We will consider questions such as what are the perceived
`goals' of a system, what does fault tolerance mean in this setting,
and how we might abstract the `strategies' used in the biological
systems as design principals for achieving the desired behavior
in the presence of `faults'.
- Joe Fitzsimons
- "Quantum Fault Tolerance in Systems with Restricted Control"
- In many proposed architectures for quantum computing the
physics of the system prevent qubits from being individually
controlled. In this talk I will introduce some of the main hurdles
facing implementation of fault-tolerant quantum computation in systems
with limited control. In particular I will focus on local models, in
which qubits interact only with neighbours on a low dimensional lattice
and which must be addressed globally. While recent results have shown
that fault-tolerance thresholds do exist for such systems, current
thresholds are extremely low. I shall discuss how fault-tolerance can be
achieved in such systems and attempt to identify the main hurdles to
higher thresholds and how they might be overcome.
- Anish Arora
- "Gray-Box Component-Based Fault-Tolerance"
- This talk describes early work on using detector and corrector components as a
necessary and sufficient basis for designing fault-tolerance, and more recent work
in the use of these components in the context of specification based design. We will
use a sensor network protocol as a example to illustrate the ideas.
- Fuad Abujarad and Sandeep S. Kulkarni
- "Weakest Invariant Generation for Automated Addition of Fault-Tolerance"
- One of the important tasks in evolving a fault-intolerant program into a fault-tolerant one is to identify
the legitimate states (its invariant) from where the original program satisfies its specification. This allows
us to ensure that the fault-tolerant program recovers to these legitimate states from where it satisfies its
specification. It is desired that the invariant be the weakest possible so as to provide maximal options to
the algorithm for adding fault-tolerance. Requiring the designer to specify such weak invariant increases the
burden on the designer. In this paper, we present a novel approach for automating the generation of the
weakest invariant from the program actions and specifications. Our algorithm is efficient and manages the
state explosion problem with the use of BDDs. We demonstrate our approach through three case studies and
we show that generating such invariants is extremely fast. For example, for a mutual exclusion program with
a state space of size 1084 states, it took 0.9 of a second.
- Sandeep Kulkarni
- "Automated Model Revision"
- We focus on the problem of automated model revision where an existing model/program is to be modified to meet a new property (e.g., fault-tolerance property, timing constraints, safety property) to an existing program. This problem occurs during model evolution when equirements change or when the existing model is found to be noncompliant with an existing requirement. One of the requirements for such revision is that the existing properties continue to be preserved. In this talk, I will present complexity issues with such model revision as well as introduce the tool SYCRAFT. SYCRAFT is a BDD-based tool for automated addition of fault-tolerance to distributed programs and has been successfully used for synthesizing programs with state space of 10^100.

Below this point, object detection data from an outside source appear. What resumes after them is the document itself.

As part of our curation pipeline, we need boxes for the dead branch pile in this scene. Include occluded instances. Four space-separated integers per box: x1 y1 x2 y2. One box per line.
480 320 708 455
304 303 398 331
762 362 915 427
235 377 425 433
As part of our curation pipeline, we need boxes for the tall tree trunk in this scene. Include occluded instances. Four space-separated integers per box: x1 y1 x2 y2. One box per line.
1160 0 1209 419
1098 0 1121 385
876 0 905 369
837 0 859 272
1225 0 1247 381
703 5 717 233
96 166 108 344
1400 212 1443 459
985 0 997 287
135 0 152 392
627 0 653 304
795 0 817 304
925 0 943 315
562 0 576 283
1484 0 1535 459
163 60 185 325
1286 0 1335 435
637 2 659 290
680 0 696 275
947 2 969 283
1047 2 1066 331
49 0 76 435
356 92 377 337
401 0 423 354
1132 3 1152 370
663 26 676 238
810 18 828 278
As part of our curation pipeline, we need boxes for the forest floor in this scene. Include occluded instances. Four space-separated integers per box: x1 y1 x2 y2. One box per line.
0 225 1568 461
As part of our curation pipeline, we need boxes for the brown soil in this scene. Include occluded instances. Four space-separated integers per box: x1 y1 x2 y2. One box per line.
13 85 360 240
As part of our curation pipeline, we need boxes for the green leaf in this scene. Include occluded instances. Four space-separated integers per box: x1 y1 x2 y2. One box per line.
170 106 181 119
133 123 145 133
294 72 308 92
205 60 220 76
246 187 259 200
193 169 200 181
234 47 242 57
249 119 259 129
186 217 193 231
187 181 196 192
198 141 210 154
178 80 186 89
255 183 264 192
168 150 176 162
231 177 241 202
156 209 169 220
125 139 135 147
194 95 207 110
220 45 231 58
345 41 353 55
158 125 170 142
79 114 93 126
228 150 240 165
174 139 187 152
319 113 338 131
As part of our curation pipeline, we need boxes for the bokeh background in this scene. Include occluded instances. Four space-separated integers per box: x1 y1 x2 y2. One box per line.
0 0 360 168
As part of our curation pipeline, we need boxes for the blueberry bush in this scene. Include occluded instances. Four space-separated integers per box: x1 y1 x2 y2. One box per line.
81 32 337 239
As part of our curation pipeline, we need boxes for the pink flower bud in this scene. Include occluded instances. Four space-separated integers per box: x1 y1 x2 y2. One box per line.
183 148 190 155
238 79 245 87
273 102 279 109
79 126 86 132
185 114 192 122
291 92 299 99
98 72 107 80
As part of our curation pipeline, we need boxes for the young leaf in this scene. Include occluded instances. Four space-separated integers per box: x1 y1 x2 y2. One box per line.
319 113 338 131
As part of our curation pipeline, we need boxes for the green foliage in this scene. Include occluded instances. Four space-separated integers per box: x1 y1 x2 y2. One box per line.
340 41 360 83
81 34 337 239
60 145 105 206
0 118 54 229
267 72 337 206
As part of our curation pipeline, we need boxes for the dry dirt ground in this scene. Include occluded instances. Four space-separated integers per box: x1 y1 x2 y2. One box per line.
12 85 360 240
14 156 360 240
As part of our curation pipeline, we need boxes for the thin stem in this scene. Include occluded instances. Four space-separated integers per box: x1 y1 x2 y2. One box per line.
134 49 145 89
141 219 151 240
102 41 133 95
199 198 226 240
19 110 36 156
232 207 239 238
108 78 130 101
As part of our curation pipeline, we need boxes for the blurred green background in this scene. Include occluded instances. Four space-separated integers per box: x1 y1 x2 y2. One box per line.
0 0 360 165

- Tom Maibaum and Pablo Castro
- "Deontic Logic, Contrary to Duty Reasoning and Fault Tolerance"
- Deontic Logic was introduced in the first half of the last
century to formalise aspects of legal reasoning. Since then a lot of
effort has gone into improving the formalism(s) and widening their
applicability, including in Computer Science and Software Engineering.
One strand of work has focused on the use of an action based approach
to deontic operators, rather than the traditional property focused
operations. We propose a new version of this kind of deontic logic
that has very nice metalogical properties, avoids many of the
traditional problems of deontic logics and has a nice treatment of
contrary to duty reasoning. This kind of reasoning provides a kind of
conditional reasoning about having violated deontic constraints and
describing the resulting consequences. We show how to apply this
formalism to characterise fault tolerance mechanisms and to then
reason about the properties of the mechanisms.